De juiste terminologie is daarom niet obsessief-compulsieve stoornis (OCS), maar eerder gewoon 'honden-compulsieve stoornis'.
Referenties
- Koper, Raymond. Honden, een nieuw begrip van de oorsprong, het gedrag en de evolutie van honden. Universiteit van Chicago Press. P. 116.

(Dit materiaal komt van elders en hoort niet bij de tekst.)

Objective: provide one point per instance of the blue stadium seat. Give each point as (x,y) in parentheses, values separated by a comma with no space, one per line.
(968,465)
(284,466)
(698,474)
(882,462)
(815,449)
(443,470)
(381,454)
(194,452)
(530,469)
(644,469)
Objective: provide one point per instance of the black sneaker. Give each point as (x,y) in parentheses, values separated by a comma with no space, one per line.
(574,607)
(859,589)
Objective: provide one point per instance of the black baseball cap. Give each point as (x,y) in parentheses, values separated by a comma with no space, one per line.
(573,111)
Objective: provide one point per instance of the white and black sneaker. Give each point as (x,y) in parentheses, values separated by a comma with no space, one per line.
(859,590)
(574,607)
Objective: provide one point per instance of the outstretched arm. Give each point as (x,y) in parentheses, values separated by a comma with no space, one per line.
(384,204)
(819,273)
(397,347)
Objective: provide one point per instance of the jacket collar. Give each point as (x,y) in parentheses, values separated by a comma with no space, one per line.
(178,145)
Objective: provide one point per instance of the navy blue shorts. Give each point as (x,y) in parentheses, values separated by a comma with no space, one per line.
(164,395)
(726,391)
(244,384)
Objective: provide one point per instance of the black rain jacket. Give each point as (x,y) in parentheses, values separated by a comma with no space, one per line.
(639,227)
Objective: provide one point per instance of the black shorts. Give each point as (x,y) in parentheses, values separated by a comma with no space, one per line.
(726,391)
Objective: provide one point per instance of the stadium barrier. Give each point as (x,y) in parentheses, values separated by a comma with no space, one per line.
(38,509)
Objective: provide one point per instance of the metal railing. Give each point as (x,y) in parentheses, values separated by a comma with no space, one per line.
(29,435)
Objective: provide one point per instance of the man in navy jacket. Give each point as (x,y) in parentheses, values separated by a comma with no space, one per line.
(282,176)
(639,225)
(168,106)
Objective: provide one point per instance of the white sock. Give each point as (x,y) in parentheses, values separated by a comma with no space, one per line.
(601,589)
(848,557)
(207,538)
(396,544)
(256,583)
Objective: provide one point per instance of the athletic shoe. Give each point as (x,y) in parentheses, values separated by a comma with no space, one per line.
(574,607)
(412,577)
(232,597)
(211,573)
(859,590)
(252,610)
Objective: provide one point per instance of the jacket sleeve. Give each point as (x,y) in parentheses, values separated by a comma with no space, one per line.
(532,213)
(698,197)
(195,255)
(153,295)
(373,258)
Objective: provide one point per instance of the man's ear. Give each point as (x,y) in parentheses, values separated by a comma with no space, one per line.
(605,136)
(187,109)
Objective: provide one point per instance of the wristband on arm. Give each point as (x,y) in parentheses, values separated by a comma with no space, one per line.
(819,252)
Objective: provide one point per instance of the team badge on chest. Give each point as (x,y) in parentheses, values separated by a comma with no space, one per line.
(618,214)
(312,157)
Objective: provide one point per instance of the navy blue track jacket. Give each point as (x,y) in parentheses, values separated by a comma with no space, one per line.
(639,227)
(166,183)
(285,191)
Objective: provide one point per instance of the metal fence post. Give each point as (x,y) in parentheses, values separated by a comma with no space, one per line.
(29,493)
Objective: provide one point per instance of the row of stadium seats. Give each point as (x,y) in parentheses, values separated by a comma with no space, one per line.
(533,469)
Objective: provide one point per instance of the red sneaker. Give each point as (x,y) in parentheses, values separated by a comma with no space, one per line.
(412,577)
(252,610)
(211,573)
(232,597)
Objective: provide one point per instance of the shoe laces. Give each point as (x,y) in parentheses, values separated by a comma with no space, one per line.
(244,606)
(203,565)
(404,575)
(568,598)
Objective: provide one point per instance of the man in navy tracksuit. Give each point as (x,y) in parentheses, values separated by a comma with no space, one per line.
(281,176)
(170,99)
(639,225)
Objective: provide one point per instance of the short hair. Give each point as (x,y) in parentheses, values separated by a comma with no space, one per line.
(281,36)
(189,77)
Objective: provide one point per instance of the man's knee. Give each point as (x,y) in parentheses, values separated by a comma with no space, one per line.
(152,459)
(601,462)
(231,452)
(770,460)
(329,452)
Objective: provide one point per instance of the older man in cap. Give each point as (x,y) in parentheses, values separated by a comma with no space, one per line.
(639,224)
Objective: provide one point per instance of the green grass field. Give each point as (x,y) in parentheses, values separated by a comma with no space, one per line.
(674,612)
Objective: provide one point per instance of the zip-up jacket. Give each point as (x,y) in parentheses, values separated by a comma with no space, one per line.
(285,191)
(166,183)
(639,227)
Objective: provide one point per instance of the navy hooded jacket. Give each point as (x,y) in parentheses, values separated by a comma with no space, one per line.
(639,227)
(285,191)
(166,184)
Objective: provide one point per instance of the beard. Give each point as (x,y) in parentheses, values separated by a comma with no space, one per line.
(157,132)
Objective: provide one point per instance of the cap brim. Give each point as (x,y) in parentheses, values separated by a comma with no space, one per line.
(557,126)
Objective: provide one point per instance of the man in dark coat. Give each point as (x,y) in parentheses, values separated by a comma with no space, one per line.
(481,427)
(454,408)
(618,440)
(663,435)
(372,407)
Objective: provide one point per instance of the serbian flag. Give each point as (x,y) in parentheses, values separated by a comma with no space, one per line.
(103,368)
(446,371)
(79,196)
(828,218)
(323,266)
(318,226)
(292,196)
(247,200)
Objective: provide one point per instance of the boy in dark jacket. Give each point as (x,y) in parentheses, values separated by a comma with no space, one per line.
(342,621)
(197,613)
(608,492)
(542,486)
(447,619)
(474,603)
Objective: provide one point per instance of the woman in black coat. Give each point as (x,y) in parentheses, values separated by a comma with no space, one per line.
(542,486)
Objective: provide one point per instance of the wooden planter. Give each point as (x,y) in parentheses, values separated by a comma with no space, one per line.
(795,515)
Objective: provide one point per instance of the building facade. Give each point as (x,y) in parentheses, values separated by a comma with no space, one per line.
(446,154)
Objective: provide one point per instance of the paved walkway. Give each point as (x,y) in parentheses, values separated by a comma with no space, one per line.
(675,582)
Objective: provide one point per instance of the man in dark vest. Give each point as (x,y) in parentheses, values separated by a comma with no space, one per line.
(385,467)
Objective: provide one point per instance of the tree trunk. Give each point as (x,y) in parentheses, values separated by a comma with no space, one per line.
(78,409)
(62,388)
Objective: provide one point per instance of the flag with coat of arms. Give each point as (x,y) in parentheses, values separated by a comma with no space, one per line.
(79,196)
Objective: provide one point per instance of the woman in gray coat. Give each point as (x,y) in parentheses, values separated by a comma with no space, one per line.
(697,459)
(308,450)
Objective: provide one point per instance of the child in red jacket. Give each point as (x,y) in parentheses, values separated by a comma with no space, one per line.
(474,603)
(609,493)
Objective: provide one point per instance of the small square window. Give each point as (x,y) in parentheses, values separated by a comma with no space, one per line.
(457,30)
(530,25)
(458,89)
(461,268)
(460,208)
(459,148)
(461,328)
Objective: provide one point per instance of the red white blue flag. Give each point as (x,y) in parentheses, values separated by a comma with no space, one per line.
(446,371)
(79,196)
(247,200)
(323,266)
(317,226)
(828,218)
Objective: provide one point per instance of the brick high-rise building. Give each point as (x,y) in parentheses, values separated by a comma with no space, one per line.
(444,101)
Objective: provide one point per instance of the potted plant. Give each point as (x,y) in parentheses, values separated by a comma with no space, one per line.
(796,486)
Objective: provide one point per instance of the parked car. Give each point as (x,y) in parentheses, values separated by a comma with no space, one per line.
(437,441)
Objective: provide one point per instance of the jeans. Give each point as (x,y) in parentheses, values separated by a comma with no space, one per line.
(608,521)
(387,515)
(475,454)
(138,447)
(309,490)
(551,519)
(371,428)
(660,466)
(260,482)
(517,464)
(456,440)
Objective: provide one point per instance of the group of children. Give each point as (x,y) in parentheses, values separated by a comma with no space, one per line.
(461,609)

- Siniscalchi M, d'Ingeo S, Fornelli S, Quaranta A. Zijn honden rood-groen kleurenblind?. R Soc Open Sci. 2017;4:170869. Gepubliceerd 8 november 2017. doi:10.1098/rsos.170869
- Christine Arhant, Rebecca Winkelmann, Josef Troxler, Kauwgedrag bij honden - Een op enquêtes gebaseerd verkennend onderzoek, Applied Animal Behavior Science,
Jaargang 241,2021
Dit artikel is nauwkeurig en waarheidsgetrouw voor zover de auteur weet. Het is niet bedoeld ter vervanging van diagnose, prognose, behandeling, voorschrift of formeel en geïndividualiseerd advies van een dierenarts. Dieren die tekenen en symptomen van angst vertonen, moeten onmiddellijk door een dierenarts worden gezien.